The original chapel was built in 1648 in fulfilment of a vow to San Roque made by the town the previous year to protect it from the terrible plague epidemic that was ravaging our lands at that time. The materials used in its construction came from the old church of the neighbouring uninhabited village of Tarragona.

The church we know today, however, is the result of a complete reconstruction of a new plan carried out on the same site between 1768 and 1789 (it was blessed on 23rd January 1789), as the original chapel - which must have been very small and had already been rebuilt in 1710 - had become too small for the growing number of devotees. Today, the building and its surroundings are in a good state of conservation.

It is a building of good proportions in which the wide façade, the projections of the transept and buttresses with a small roof and the attractive dome of blue and white tiles stand out. The roof is gabled. The entrance doorway is semicircular, with a planked door and a shutter.

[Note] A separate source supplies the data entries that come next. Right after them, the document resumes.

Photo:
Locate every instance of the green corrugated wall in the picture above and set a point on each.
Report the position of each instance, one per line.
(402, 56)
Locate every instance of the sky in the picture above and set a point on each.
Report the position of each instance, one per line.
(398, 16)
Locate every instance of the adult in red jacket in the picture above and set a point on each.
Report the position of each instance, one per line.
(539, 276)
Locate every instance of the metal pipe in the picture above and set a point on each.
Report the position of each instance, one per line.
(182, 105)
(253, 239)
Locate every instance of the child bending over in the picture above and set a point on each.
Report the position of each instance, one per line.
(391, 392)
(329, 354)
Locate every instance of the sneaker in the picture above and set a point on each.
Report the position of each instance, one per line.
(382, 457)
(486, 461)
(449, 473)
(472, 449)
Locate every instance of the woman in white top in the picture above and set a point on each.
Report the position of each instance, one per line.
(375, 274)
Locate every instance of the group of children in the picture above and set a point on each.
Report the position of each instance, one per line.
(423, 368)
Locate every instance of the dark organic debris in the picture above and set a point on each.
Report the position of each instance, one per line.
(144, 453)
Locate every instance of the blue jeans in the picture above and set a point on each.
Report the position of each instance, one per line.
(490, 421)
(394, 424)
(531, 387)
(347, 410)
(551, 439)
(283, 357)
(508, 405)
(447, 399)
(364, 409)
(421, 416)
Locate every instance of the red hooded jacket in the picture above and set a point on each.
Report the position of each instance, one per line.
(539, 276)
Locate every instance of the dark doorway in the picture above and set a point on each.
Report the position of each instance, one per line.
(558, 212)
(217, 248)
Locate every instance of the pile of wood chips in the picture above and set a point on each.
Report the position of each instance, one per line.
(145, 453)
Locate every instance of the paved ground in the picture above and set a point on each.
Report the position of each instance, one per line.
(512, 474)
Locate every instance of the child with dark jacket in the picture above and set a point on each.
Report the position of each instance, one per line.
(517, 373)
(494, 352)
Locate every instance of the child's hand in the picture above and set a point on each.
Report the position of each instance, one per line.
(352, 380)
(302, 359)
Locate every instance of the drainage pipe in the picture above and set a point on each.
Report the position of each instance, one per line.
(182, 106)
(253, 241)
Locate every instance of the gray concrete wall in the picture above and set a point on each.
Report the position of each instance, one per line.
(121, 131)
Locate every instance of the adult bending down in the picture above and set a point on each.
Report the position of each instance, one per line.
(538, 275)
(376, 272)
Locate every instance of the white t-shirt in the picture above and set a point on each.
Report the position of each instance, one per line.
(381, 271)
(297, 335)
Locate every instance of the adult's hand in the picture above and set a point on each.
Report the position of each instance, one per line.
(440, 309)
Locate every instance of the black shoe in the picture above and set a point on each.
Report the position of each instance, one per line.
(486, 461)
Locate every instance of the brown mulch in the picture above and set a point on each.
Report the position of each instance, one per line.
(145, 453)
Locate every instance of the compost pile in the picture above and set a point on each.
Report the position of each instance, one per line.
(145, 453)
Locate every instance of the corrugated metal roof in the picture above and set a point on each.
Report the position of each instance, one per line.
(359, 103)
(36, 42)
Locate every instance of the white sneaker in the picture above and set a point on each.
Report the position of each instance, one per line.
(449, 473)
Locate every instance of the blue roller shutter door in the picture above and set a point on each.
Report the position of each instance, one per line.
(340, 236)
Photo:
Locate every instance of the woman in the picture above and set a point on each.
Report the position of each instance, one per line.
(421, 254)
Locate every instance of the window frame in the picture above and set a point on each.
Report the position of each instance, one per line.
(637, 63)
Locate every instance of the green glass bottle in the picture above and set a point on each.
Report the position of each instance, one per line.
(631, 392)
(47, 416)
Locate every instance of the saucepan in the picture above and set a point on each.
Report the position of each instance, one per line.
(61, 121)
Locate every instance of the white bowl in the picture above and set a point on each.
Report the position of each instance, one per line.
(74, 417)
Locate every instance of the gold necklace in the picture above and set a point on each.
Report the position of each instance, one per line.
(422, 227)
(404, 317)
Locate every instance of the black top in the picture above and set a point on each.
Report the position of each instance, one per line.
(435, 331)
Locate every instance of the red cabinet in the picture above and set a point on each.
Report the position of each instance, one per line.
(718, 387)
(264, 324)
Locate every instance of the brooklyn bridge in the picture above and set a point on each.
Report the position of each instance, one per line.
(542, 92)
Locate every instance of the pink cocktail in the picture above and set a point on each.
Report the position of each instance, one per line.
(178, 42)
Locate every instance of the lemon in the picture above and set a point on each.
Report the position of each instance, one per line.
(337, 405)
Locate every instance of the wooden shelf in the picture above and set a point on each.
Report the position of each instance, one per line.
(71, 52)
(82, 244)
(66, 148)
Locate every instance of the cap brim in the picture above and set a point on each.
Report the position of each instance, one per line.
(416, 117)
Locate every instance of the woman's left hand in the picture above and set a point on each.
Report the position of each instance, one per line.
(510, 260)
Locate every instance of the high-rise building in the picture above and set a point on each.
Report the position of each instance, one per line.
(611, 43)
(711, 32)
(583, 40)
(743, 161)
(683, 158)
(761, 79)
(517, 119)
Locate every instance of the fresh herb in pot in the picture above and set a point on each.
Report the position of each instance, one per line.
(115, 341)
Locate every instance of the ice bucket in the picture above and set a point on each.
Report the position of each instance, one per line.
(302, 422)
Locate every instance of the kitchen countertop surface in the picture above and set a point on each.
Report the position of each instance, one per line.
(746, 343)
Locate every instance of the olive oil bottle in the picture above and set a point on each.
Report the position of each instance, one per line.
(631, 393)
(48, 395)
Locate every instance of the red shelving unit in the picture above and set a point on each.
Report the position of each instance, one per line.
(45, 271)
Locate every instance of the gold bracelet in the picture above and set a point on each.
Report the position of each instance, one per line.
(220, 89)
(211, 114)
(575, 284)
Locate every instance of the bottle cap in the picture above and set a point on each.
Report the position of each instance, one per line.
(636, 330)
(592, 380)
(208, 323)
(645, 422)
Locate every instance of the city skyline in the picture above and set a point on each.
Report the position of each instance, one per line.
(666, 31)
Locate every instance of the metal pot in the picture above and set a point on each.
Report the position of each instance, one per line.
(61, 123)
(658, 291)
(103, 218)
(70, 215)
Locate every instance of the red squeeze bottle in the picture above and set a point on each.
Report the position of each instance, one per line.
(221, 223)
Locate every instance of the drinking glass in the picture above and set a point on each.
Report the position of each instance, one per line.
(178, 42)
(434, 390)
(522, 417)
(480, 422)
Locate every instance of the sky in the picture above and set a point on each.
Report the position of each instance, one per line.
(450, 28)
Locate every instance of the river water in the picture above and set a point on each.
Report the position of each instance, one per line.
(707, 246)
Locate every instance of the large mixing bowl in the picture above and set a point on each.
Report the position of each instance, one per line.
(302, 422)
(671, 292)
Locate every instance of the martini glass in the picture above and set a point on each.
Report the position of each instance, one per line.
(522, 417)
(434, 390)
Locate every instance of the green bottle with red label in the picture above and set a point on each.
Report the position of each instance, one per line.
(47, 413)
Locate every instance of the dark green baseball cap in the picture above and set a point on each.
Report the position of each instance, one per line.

The interior, elegantly decorated and with a dome over the transept, has a Latin cross plan with the nave covered by a barrel vault with arches and lunettes. There are three chapels on each side with groin vaults painted with baroque ornaments, where the famous pasos of Guadassuar's Holy Week are kept. The large altar in the transept with the image of the Santísimo Cristo de la Peña is also very striking. The image of Sant Roc occupies the large central niche of a gilded altarpiece that occupies practically the whole of the straight front wall.